Hi,
I’m trying to do multi-class semantic segmentation on modified Cityscapes dataset. Masks have been modified so that color(shade of gray) matches id of the class. Since i’m new to pytorch i don’t know if setup of my project is any good.
This is my dataloader (Note: i’m resizing images to 100x100 just so i can test training before running it on dedicated machines)
import torch
from torch.utils.data.dataset import Dataset # For custom data-sets
from torchvision import transforms
from torch.utils.data import DataLoader
import torchvision.transforms.functional as TF
from PIL import Image
import glob
import random
import numpy as np
import matplotlib.pyplot as plt
train_image_path = glob.glob("/home/filip/diplomski-code/data/rvc_uint8/images/train/cityscapes-34/*.png")

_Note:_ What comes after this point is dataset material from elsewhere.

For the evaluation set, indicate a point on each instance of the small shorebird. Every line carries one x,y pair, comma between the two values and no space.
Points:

train_mask_path = glob.glob("/home/filip/diplomski-code/data/rvc_uint8/annotations/train/cityscapes-34/*.png")
val_image_path = glob.glob("/home/filip/diplomski-code/data/rvc_uint8/images/val/cityscapes-34/*.png")

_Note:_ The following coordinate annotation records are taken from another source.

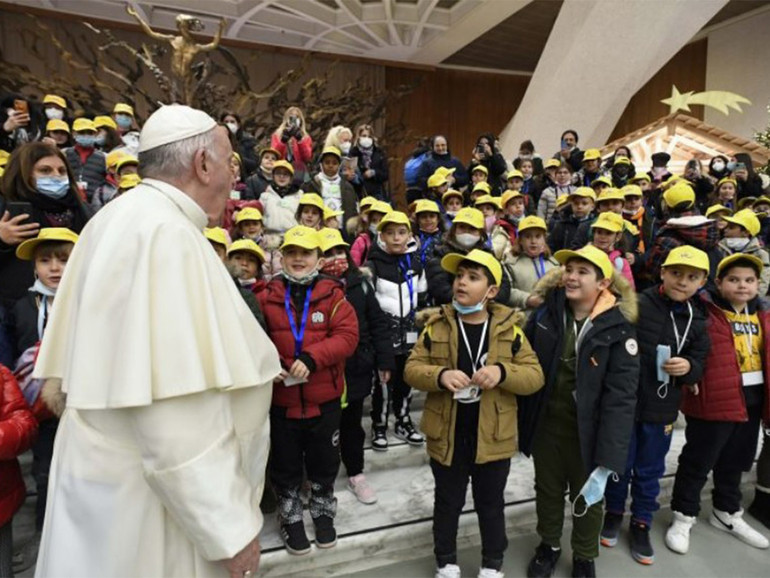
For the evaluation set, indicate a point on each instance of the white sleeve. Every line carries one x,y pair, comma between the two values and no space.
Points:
192,461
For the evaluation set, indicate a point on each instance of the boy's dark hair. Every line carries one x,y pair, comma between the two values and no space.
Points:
475,266
742,262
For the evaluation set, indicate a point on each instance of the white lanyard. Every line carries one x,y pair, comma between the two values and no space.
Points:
680,343
474,359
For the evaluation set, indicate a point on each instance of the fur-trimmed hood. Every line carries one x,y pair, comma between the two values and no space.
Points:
620,289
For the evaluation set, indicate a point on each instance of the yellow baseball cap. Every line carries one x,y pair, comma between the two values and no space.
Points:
690,256
679,194
283,165
471,217
589,253
26,250
585,192
720,208
488,200
248,214
508,196
739,257
601,180
216,235
129,181
632,191
55,99
396,217
102,121
56,124
436,180
425,206
532,222
331,238
611,194
609,221
313,200
451,262
82,124
248,246
123,108
330,150
301,236
747,219
592,155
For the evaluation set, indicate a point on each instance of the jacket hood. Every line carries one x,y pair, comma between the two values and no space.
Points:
620,294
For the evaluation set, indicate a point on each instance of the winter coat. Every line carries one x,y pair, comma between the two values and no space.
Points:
392,276
720,396
437,350
18,429
524,276
440,281
753,247
280,213
373,186
374,350
655,328
349,198
331,336
607,371
16,275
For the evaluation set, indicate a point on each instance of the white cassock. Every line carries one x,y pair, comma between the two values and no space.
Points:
160,456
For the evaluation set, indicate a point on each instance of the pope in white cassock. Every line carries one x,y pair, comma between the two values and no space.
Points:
160,455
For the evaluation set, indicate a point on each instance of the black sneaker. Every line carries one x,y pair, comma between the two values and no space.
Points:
543,563
611,529
641,548
295,539
379,438
404,430
583,568
325,534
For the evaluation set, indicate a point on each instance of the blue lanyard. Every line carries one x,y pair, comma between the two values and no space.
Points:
299,336
405,267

val_mask_path = glob.glob("/home/filip/diplomski-code/data/rvc_uint8/annotations/val/cityscapes-34/*.png")
class MyDataset(Dataset):
def __init__(self, image_path, mask_path,train=True):
self.image_path = image_path
self.mask_path = mask_path
self.transformT = transforms.ToTensor()
def mask_to_class(self, mask):
for k in self.mapping:
mask[mask==k] = self.mapping[k]
return mask
def transform(self, image, mask):
resize = transforms.Resize(size=(100,100), interpolation=Image.NEAREST) #Resize
image = resize(image)
mask = resize(mask)
#Random crop
i, j, h, w = transforms.RandomCrop.get_params(image, output_size=(90,90))

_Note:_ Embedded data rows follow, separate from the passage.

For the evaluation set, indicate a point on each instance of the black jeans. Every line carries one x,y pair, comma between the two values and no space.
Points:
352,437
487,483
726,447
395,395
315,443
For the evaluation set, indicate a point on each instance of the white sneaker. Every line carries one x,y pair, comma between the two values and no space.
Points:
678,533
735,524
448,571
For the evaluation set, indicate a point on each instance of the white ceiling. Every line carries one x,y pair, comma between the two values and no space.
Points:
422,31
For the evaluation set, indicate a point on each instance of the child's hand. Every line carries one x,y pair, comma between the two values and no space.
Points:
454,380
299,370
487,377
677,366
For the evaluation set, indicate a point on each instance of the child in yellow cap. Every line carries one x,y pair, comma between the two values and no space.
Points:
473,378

image = TF.crop(image,i,j,h,w)
mask = TF.crop(mask, i ,j, h, w)
#Random vertical flip
if random.random() > 0.5:
image = TF.vflip(image)
mask = TF.vflip(mask)
return image, mask
def __getitem__(self, index):
image = Image.open(self.image_path[index])
mask = Image.open(self.mask_path[index])
image, mask = self.transform(image, mask)
image = self.transformT(image)
mask = torch.from_numpy(np.array(mask, dtype=np.uint8))
#mask = self.mask_to_class(mask)
mask = mask.long()
return image, mask
def __len__(self):
return len(self.image_path)
train_dataset = MyDataset(train_image_path, train_mask_path, train=True)
train_dataloader = torch.utils.data.DataLoader(train_dataset, batch_size=16, shuffle=True)
val_dataset = MyDataset(val_image_path, val_mask_path, train=True)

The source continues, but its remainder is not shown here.